New Japanese Satellite Daichi-4 Can Observe Wider Area; Scientists Can See Post-Disaster Damage, Volcanic Activity

The Yomiuri Shimbun
The Daichi-4 satellite is seen at the Tanegashima Space Center in Kagoshima Prefecture.

The Advanced Land Observing Satellite-4, or Daichi-4, has successfully entered orbit following the launch of the third H3 rocket on Monday.

The 3-ton satellite allows scientists to observe not only damage from natural disasters, such as earthquakes and heavy rainfall, but also tectonic and volcanic activities through its high-performance radar.

Daichi-4 sends a radar signal toward the object being observed on the Earth’s surface and observes the electric waves bounced off the object. Depending on the strength of the electric waves, it can determine the size and the external characteristics of the object.

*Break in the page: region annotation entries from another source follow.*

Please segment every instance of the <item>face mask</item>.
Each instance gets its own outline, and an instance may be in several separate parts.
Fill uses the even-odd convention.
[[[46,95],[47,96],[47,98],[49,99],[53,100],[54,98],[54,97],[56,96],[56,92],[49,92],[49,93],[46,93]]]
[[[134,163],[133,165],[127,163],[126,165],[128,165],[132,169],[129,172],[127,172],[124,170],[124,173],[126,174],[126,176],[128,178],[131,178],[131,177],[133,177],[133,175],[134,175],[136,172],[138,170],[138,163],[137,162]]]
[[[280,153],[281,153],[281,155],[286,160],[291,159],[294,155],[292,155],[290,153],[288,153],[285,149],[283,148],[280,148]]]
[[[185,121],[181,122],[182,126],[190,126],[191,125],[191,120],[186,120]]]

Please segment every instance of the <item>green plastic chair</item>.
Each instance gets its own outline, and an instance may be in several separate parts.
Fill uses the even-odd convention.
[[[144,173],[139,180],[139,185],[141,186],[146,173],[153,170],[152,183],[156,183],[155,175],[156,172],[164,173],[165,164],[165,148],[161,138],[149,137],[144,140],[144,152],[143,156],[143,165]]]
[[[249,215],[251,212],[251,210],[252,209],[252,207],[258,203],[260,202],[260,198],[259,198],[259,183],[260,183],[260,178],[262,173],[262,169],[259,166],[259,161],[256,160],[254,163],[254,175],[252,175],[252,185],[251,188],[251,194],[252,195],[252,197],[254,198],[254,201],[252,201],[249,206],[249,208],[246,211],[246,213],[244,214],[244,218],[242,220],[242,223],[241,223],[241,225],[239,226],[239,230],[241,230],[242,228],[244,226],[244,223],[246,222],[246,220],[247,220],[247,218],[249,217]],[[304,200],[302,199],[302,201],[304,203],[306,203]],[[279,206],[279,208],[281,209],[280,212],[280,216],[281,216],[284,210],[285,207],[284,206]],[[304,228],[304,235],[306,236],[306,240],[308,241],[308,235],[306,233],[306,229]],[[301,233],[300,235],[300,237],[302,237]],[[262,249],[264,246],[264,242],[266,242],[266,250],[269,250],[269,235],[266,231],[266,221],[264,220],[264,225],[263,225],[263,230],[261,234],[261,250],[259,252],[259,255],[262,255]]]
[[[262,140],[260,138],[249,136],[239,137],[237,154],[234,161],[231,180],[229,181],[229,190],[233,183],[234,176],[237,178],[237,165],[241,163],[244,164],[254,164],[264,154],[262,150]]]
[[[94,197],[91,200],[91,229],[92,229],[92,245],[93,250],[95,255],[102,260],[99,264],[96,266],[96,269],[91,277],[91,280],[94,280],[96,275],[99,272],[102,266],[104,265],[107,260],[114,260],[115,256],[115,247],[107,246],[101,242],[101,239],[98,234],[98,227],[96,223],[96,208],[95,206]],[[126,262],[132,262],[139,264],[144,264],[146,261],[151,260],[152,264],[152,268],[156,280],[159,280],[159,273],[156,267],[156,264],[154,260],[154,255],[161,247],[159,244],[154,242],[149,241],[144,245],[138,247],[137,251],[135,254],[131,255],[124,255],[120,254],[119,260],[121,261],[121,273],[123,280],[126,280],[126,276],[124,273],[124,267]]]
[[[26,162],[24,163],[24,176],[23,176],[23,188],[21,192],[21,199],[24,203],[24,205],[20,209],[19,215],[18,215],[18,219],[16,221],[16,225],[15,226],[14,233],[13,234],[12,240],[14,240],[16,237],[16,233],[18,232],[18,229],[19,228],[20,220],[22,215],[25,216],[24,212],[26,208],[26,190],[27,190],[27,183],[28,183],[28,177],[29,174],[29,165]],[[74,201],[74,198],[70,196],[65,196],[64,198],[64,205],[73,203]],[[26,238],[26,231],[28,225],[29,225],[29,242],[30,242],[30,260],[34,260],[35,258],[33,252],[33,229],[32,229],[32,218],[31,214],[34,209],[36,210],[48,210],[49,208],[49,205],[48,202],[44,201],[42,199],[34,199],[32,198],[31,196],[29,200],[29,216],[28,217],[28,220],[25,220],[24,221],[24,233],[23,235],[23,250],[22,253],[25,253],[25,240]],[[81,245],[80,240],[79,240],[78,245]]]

Observation is possible even at night or in bad weather.

Daichi-4 is a successor to Daichi-2, which has been in use since 2014, longer than its envisioned lifetime. The Japan Aerospace Exploration Agency and Mitsubishi Electric Corp. spent ¥32 billion to develop Daichi-4, which has an observation range of 200 kilometers, or four times that of Daichi-2.

This means Daichi-4 can observe all of Japan in approximately two weeks at the fastest.

“It can observe the whole Kanto plain at once and the Kyushu region from east to west,” said JAXA project manager Yoshihisa Arikawa.

Daichi-2 was highly successful at swiftly determining the large-scale ground displacement following the Noto Peninsula Earthquake in January. However, the damaged area exceeded the satellite’s observation range of 50 kilometers.

“With Daichi-4, we can quickly ascertain the damage over a wide area,” said Prof. Masahiko Nagai of Yamaguchi University.

Daichi-4 was originally supposed to carry out observation tasks in tandem with the optical satellite Daichi-3, which was mounted with a high-performance camera. Daichi-3 was lost together with the first H3 vehicle launcher when the launch of the rocket failed, so Daichi-4 will make observations in cooperation with Daichi-2 for the time being.